Would you like me to put this into a PR? I have only tested for BOOT_SRAM and internal flash but it's working for both.

    void StoreSettingsIfChanged()
    {
        SaveStruct s;
        s.storage_state = state_;
        s.user_data     = settings_;

        void *data_ptr = qspi_.GetData(address_offset_);

        // Caching behavior is different when running programs outside internal flash
        // so we need to explicitly invalidate the QSPI mapped memory to ensure we are
        // comparing the local settings with the most recently persisted settings.
        if (System::GetProgramMemoryRegion() != System::MemoryRegion::INTERNAL_FLASH)
        {
            dsy_dma_invalidate_cache_for_buffer((uint8_t *)data_ptr, sizeof(s));
        }

        // Only actually save if the new data is different
        // Use the `==operator` in custom SettingStruct to fine tune
        // what may or may not trigger the erase/save.
        auto storage_data = reinterpret_cast<SaveStruct *>(data_ptr);
        if(settings_ != storage_data->user_data)
        {
            qspi_.Erase(address_offset_, address_offset_ + sizeof(s));
            qspi_.Write(address_offset_, sizeof(s), (uint8_t *)&s);
        }
    }
ndonald2 commented 1 year ago

Or maybe it makes more sense to add this directly into the QSPI handle so it fixes other use cases 🤔

GetData() is agnostic of size, it just returns a pointer, so I'm not sure how that would fit nicely into the current interface.

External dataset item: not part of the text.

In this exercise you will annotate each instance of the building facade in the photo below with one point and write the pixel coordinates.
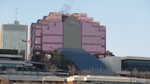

But perhaps invalidating the cache after a write or erase if necessary?

stephenhensley commented 1 year ago

@ndonald2 Your proposed fix is definitely a good stop gap.

Possible alternatives that would work more universally:

Both of those have their own issues.. So for the time being I think patching the PersistentStorage to have the fix would be probably be solid.

If you've got the time to make a PR, that would be very welcome.

Thanks!

ndonald2 commented 1 year ago

@stephenhensley no problem, done! Thanks for rubber ducking this.

stephenhensley commented 1 year ago

@ndonald2 awesome! And no problem, thanks for getting a fix together!